Quase metade das candidaturas a vagas remotas de TI nos EUA tem sinais de fraude norte-coreana

A análise da startup Endorsed aponta aumento expressivo de candidaturas suspeitas, com falsos profissionais usando identidades e históricos aparentemente legítimos para conseguir empregos em empresas americanas

Uma análise da startup americana Endorsed identificou sinais associados a esquemas de trabalhadores de TI norte-coreanos em 47% das candidaturas a vagas remotas de tecnologia nos Estados Unidos no trimestre mais recente. As informações são da Fortune.

A empresa analisou uma amostra de 175 mil candidaturas feitas em 2026. O levantamento aponta que a proporção de candidatos com esses padrões de risco aumentou de 11% no terceiro trimestre de 2024 para 44% um ano depois.

Segundo David Head, CEO da Endorsed, os candidatos suspeitos costumam construir perfis aparentemente comuns, usando informações reais sobre cidades, universidades e grandes empresas americanas para dificultar a identificação.

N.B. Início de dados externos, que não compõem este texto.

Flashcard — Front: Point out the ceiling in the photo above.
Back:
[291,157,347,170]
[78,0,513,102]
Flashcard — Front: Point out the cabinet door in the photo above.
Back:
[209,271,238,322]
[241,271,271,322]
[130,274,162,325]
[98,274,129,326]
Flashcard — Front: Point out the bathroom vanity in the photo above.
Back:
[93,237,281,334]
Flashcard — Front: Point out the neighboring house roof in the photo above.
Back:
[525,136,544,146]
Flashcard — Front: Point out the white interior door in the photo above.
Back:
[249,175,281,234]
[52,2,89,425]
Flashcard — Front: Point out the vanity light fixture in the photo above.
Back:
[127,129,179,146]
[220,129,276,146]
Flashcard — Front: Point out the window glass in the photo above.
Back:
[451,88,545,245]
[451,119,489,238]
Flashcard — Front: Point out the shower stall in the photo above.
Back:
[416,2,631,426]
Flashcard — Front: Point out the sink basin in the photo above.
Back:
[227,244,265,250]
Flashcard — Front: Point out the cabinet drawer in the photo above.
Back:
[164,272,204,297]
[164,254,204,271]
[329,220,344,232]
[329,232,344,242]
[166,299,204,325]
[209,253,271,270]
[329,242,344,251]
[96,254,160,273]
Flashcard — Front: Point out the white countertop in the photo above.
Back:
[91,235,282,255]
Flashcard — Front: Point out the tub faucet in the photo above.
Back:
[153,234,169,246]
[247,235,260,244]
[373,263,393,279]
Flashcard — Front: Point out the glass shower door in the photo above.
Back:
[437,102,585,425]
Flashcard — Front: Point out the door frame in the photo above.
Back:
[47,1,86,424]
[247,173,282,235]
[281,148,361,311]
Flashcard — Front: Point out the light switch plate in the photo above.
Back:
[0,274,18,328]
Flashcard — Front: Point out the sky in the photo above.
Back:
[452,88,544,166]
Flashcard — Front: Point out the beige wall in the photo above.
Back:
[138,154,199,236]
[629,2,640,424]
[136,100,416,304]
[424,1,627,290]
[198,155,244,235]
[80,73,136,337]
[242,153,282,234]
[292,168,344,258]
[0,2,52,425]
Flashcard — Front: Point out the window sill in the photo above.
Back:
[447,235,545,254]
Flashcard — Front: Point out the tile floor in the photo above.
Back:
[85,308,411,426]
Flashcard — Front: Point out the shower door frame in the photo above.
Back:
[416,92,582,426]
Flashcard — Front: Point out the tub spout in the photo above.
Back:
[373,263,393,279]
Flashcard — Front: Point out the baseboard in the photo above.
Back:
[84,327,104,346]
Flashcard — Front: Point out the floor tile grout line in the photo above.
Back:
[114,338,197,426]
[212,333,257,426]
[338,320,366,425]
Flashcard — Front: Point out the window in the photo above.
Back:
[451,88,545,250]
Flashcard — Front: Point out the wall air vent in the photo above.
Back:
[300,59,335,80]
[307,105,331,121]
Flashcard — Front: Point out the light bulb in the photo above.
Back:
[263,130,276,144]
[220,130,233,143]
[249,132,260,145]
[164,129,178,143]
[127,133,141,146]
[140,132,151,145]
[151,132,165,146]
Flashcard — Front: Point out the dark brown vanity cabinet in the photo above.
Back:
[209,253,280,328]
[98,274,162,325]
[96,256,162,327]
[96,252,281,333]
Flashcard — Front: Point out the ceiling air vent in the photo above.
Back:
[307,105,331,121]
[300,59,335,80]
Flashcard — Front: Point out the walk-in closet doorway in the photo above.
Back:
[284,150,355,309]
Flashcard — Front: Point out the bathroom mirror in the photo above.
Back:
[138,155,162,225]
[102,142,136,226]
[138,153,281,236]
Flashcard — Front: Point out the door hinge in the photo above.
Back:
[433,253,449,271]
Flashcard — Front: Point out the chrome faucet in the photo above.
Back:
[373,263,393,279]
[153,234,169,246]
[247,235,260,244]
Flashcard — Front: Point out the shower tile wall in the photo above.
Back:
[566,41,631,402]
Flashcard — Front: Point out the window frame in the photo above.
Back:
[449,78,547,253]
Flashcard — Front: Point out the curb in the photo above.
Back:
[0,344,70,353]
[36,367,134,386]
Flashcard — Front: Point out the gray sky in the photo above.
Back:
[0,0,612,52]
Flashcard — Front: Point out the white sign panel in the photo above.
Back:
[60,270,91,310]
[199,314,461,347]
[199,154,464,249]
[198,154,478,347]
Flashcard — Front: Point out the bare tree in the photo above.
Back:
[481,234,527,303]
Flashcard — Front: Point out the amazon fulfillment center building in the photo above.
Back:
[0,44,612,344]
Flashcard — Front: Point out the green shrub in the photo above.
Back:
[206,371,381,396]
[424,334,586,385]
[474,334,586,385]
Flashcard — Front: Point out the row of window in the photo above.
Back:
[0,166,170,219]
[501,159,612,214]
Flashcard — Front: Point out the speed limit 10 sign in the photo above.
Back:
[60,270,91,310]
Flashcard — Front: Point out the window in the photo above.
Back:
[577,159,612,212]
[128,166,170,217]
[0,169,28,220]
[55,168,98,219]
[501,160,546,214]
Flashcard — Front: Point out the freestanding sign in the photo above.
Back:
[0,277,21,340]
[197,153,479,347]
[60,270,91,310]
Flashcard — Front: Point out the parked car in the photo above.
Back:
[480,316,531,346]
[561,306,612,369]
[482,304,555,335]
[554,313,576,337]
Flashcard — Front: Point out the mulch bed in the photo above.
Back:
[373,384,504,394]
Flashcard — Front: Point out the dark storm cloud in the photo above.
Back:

Norte-coreanos utilizam computadores em imagem divulgada pela mídia estatal (Foto: WikiCommons)

O Texas foi o Estado mais citado nas candidaturas sinalizadas, respondendo por 26,5% dos casos. Califórnia e Flórida apareceram na sequência. Dallas, Austin e Houston estavam entre as cidades mais mencionadas.

Entre as universidades citadas com maior frequência estavam a University of North Texas e a University of Texas at Austin. Amazon, Google, Meta e Microsoft também aparecem entre os empregadores anteriores alegados pelos candidatos.

A Endorsed ressalta, porém, que nenhuma dessas características, isoladamente, indica fraude. A identificação depende da combinação de inconsistências e outros sinais de risco.

Como funciona

Trabalhadores norte-coreanos utilizam identidades falsas para conseguir empregos, principalmente em funções remotas de tecnologia. Os rendimentos obtidos podem ser direcionados ao regime de Pyongyang e ajudar a financiar seus programas de armas, segundo autoridades americanas e organismos internacionais.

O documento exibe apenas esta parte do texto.